Like anyone accused of sexual harassment, now-former state Sen. Jack Latvala deserves to have his version of events heard and reported — and he is entitled to due process if a criminal investigation of corruption results.
The allegations of at least one accuser, a member of the Senate staff, were strong enough for the upper chamber's leadership to hire a "special master" to investigate. According to the special master's report, he found the allegations of verbal and physical harassment — including groping — credible. The investigator also determined that the charges of a lobbyist, who said Latvala offered support for legislation she was hired to promote in exchange for sexual favors, were sufficiently reliable to be "immediately referred to law enforcement for further investigation."
The state capital in Tallahassee has long been a place where male legislators, most often married, and others in power made sexual advances toward women and had affairs with their aides or lobbyists. The record is well established and troubling.
Just recently, Sen. Jeff Clemens, a Lake Worth Democrat, resigned after admitting to an extramarital affair with a lobbyist. Ritch Workman, Gov. Rick Scott's nominee for a plum job on the Public Service Commission, withdrew his nomination after Sen. Lizbeth Benacquisto, R-Fort Myers, blocked his confirmation — because, she said, Workman had accosted her physically and verbally at a political event.
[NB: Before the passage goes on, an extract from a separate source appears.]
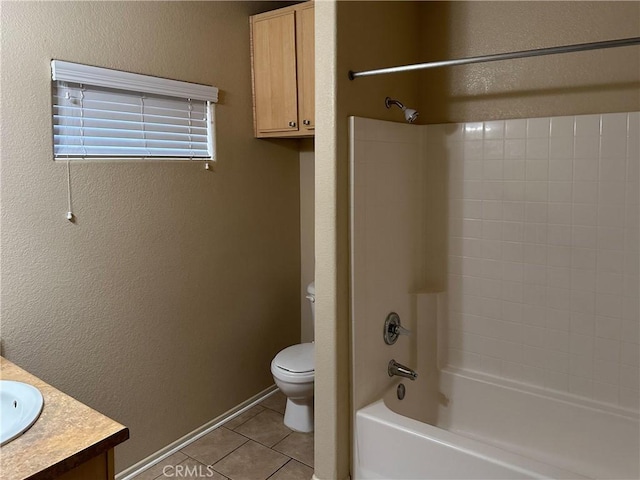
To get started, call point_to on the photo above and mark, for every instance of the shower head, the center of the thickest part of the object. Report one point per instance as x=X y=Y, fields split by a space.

On Oct. 30, Benacquisto and her colleague Sen. Lauren Book, a Democrat from Broward County, issued an unusual, forceful joint statement on sexual harassment. It stated, in part: "Sexual misconduct — whether in action or in spoken word — has no place in our world and certainly not in our places of work, nor in the halls of power."
That should have gone without saying, but sadly it needed to be said.
Apparently Latvala didn't get the memo. The Republican from Clearwater denied the most serious allegations — groping, sexual advances and the like — but in a Nov. 9 media interview, cited by the Senate investigator, Latvala was quoted as saying: "Do I let my mouth overload my good sense every now and then and maybe say, 'You're looking good today? You've lost weight? You're looking hot today?' Yeah. But I haven't touched anybody against their will."
Then Latvala added, "perhaps I haven't kept up with political correctness in my comments as well as I should have."
Equating comments made to subordinate women or lobbyists, such as "you look hot," with political correctness is a sign of cluelessness, arrogance or both.
It's been a long time since it was correct, period, to use that kind of loaded language in any workplace — especially when it is used by bosses and other authority figures. Ignorance of that fact makes Latvala or anyone else more susceptible to allegations such as those that have been made.
Latvala tendered his resignation effective Jan. 5, and his candidacy for the Republican nomination for governor has been derailed.
Let's hope the attitude that has prevailed in the capital — and in the entertainment and media industries and elsewhere — also finds the exit.